On the bulletin board in my cell hangs a photo of Sister Dorothy Kazel. Fellow
inmates who look at my collage of photos are drawn to Dorothy’s contagious smile and
inquire about her. During Advent in 1980, she was assassinated in El Salvador, along
with Sisters Ita Ford, Maura Clarke, and lay missioner Jean Donovan by graduates of the
School of the Americas (SOA), located in Ft. Benning, Georgia.
I am currently reading Sister Dianne Ortiz’s book. The Blindfold’s Eyes: My
Journey from Torture to Truth (Orbis Books, 2002), which I commend to you. She is a
survivor. Abducted and tortured in Guatemala in 1989, the photo of her face on the
book’s cover reveals inner torment, but also, amazingly glows with hope. I suspect as I go
deeper into her memoirs I will discover more of the truth behind her healing. Her words
unfold: “There is a God who stands with victims.”
Just prior to his assassination (also by a graduate of the SOA) Archbishop Oscar
Romero punctuated his Gospel message — “crying out at the top of his voice” — “jAlto a
la reprecion!” Stop the repression! Where is the comforting word of God’s compassion
and justice for the people of Latin America while we continue the training of soldiers in
strategies of torture and assassination at the SOA and send billions of dollars to Colombia
under the guise of “the war on drugs” and “national security”?
But there is a crescendo of voices crying out, “Stop the killing!” “No War!”
“Choose Life!” There are so many good reasons to rejoice this Advent. The assembly of
over 12,000 people at this year’s SOA Watch vigil and action moves me to gratitude and
wonder. Eighty-six courageous people face trial on January 27, 2003
(www.soawatch.org) because they were held captive by a vision of a world that regards
the sacredness of all life. Comfort, give comfort.

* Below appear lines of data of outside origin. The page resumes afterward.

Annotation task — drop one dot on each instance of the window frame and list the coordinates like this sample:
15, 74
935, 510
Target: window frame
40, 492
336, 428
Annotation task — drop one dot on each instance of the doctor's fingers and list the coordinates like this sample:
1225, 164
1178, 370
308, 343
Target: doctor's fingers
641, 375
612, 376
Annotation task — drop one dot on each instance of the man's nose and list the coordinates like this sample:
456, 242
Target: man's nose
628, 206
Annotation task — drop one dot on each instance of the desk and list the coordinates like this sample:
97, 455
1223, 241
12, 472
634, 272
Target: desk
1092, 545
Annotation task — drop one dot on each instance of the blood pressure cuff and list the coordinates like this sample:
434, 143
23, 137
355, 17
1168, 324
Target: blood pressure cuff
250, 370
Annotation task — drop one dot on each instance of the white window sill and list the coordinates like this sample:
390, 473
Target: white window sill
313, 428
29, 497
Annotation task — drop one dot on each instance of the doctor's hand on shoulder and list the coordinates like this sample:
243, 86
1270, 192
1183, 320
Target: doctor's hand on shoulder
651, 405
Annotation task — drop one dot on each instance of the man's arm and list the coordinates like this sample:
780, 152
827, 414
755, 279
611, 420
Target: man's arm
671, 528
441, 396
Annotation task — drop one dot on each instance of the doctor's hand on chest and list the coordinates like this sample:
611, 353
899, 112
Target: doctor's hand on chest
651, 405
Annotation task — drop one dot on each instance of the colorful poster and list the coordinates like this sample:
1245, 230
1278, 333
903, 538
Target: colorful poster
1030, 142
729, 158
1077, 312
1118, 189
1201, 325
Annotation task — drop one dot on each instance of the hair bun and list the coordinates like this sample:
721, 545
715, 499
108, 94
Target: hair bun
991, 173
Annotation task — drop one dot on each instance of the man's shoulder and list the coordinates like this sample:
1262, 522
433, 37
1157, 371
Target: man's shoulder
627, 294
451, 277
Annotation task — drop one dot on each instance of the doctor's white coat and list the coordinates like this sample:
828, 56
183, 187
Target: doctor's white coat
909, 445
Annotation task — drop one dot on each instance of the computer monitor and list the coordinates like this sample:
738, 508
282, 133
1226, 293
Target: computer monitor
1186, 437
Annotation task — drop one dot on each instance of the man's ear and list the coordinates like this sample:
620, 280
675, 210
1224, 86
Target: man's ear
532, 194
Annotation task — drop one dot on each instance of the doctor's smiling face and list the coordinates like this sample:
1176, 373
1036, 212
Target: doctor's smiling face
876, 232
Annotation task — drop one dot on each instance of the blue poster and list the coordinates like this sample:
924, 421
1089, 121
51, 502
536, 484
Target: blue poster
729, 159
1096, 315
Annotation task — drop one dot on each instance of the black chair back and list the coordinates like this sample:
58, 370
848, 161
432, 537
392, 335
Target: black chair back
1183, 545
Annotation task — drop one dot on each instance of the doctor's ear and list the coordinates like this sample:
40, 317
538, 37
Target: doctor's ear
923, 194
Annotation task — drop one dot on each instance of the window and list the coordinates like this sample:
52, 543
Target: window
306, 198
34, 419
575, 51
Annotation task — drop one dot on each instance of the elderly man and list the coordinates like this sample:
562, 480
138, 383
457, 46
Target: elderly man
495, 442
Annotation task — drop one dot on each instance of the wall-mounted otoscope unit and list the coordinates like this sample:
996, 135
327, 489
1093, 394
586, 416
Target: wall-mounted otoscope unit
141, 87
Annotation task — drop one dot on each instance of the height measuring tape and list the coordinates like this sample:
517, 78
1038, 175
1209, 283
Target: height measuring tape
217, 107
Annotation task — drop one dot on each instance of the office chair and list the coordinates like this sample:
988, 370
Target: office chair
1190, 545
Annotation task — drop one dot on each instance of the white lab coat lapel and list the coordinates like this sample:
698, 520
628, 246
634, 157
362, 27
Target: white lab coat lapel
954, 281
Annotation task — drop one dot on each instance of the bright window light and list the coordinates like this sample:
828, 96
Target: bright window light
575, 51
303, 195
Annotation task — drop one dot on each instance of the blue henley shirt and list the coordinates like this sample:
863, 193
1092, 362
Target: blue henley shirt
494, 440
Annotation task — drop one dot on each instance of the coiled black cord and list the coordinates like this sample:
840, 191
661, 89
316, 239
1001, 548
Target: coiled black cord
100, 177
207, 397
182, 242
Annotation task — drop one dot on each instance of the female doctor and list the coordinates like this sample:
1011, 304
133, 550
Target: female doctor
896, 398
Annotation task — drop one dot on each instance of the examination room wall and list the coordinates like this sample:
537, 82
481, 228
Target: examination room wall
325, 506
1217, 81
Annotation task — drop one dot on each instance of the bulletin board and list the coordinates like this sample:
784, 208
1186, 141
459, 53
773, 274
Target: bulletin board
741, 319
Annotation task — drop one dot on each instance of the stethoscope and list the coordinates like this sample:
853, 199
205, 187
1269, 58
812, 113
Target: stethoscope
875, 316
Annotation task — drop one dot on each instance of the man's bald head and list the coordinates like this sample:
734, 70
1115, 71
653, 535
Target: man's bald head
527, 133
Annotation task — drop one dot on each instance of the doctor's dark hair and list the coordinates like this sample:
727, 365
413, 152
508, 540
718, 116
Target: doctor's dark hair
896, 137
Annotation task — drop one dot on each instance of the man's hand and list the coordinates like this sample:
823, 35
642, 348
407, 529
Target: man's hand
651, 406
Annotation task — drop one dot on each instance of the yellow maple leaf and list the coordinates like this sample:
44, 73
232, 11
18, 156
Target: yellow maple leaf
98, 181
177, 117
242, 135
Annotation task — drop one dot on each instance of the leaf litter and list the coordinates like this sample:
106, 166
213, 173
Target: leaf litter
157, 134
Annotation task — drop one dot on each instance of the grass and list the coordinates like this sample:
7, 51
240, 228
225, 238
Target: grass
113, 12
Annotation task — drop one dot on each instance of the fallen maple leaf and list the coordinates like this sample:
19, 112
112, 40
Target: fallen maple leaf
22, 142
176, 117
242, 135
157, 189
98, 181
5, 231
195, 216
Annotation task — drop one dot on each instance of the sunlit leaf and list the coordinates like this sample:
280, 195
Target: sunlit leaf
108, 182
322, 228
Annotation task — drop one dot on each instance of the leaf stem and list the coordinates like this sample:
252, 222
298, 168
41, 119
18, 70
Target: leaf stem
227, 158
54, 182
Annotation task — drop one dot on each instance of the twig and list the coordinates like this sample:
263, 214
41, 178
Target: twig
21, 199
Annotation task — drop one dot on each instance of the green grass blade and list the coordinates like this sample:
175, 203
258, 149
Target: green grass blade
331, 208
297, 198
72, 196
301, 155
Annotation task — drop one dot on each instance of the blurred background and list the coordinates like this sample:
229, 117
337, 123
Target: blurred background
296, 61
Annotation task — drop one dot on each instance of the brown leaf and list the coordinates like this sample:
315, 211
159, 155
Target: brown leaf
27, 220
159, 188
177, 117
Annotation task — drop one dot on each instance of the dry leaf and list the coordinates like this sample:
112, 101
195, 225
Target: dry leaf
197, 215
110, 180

How grateful I am for the witness of all prisoners and probationers of conscience
(SOAW, Plowshares, Oak Ridge Environmental Peace Alliance), and my heart leaps with
joy in the knowledge that half of my co-defendants have finished their prison terms and
are home or homeward bound.
I am humbled and moved by being the recipient of letters from so many of you,
offering encouragement. I wish I could respond with a personal word to everyone. Thank
you for sharing your own hopes, dreams, and passion for justice. The future of our world
is full of bright promise with people like you laying balm to the wounds of our time. I
applaud you and give thanks for you!
Please know that I am doing well. Libby, family, and friends generously visit me
and bring much love, cheer, and news. I am blessed by the gracious support from the
Church of the Savior UCC in Knoxville, an amazing congregation of faith-filled people.

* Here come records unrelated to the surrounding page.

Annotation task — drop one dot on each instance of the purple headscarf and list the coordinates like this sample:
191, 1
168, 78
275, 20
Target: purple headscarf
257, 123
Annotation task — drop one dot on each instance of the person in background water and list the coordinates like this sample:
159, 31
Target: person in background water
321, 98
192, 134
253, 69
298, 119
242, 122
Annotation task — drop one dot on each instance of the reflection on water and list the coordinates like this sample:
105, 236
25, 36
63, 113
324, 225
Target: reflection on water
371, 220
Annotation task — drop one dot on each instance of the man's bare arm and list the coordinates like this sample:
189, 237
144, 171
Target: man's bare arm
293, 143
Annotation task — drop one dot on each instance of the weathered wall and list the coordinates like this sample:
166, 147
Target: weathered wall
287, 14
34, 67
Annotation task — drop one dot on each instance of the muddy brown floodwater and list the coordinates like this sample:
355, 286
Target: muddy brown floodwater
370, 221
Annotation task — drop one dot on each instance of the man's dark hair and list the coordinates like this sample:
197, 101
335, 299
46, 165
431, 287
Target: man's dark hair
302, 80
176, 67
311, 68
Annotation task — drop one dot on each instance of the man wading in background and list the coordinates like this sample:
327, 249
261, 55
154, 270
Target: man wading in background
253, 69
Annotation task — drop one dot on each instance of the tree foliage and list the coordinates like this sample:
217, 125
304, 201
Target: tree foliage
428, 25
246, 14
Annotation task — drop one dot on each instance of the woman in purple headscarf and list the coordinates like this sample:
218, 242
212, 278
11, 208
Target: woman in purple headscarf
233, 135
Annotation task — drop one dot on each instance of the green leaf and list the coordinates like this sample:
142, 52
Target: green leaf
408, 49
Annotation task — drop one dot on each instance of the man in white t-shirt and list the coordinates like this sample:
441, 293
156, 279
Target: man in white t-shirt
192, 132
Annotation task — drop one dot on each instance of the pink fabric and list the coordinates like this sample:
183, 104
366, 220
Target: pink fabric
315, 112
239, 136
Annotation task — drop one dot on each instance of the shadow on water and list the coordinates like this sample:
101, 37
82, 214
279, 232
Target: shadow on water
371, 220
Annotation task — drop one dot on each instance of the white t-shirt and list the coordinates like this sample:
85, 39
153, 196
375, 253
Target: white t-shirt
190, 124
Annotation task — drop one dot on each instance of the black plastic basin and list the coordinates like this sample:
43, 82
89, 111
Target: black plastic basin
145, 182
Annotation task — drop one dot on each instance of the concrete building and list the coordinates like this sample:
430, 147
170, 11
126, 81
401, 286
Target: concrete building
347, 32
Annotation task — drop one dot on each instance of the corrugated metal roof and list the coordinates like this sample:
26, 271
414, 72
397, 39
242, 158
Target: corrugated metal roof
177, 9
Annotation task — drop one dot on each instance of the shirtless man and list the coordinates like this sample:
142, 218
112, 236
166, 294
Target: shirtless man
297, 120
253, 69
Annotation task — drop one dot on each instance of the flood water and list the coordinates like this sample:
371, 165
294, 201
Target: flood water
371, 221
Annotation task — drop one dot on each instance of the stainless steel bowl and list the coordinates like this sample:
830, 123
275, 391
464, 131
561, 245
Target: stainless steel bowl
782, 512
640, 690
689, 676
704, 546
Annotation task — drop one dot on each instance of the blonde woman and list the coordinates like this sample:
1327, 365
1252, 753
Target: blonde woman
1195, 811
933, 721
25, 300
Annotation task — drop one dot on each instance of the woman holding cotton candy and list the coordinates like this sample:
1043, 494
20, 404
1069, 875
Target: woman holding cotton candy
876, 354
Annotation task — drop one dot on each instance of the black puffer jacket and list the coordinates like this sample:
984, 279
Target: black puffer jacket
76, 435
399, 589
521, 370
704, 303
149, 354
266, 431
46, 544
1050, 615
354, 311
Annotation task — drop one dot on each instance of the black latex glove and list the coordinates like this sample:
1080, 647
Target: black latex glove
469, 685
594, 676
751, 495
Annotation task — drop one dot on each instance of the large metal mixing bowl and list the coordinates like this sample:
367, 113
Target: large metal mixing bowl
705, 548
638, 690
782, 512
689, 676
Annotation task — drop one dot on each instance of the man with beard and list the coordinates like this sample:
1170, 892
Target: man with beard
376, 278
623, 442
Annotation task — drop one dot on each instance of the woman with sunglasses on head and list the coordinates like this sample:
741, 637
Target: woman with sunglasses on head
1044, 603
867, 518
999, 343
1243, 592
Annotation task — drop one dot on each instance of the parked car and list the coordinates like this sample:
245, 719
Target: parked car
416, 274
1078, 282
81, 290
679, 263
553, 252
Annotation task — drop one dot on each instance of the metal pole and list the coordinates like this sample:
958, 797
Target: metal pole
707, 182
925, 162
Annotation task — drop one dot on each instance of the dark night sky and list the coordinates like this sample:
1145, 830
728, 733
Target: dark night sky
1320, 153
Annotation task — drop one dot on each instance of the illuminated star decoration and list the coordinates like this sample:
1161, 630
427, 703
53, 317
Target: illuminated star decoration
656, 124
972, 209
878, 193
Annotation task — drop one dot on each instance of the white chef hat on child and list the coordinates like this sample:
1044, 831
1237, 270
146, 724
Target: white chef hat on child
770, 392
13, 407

I’ve been working in food services (dishwashing), take daily walks, teach a few
inmates yoga, and lessons in nonviolent principles and actions. Mainly I try to be
available to what lay heavy on the hearts of many here.

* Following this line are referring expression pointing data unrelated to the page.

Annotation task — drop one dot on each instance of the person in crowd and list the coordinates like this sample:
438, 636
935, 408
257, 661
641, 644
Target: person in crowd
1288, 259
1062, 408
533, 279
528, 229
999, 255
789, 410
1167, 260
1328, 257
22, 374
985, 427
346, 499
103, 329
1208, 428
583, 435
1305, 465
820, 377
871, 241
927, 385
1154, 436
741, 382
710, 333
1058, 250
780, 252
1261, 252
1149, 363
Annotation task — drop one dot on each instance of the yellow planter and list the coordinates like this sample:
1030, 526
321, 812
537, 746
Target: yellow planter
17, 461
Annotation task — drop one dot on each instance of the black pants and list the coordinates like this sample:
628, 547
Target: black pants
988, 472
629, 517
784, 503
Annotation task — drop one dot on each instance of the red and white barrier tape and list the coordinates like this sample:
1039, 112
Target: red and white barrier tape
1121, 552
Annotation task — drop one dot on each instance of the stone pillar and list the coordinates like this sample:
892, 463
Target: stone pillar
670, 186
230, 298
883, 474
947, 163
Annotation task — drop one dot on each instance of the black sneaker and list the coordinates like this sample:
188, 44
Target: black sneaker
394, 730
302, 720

The Saturday after the SOAW vigil/action, a group of runners for peace (“Run for
Freedom”), in support of all prisoners of conscience, ran from a federal prison camp in
Lexington, where Janice Sevre-Duszynska was incarcerated, to Manchester. It was a very
powerful and spiritual event. The prison officials went on alert —- placing a
guard/vehicle
at the entrance to the prison complex three days before their expected arrival, questioned
me several times (one of the correctional officers defended the SOA and claimed to have
been an instructor there in the 1980s), and placed the whole camp (now 410 inmates) on
lockdown in our units Saturday afternoon and evening.
Then, they incredulously asked me for days following the event if the runners
“protest” accomplished anything. My response: Not a single word, cry, smile, prayer, run,
walk, kiss, embrace, vigil, or act of civil resistance offered out of love for peace is
lost
in the struggle for justice and the renewal of this sacred earth and space.
Dear friends, may the God of peace and Jove bless you and yours as you celebrate
in your own way the promised reign of love and justice. And may you be sustained by
that gallery of saints (Philip, Dorothy, Ita, Maura, Jean, Oscar . ..) who cheer us all
on as we “wait and hasten” that reign.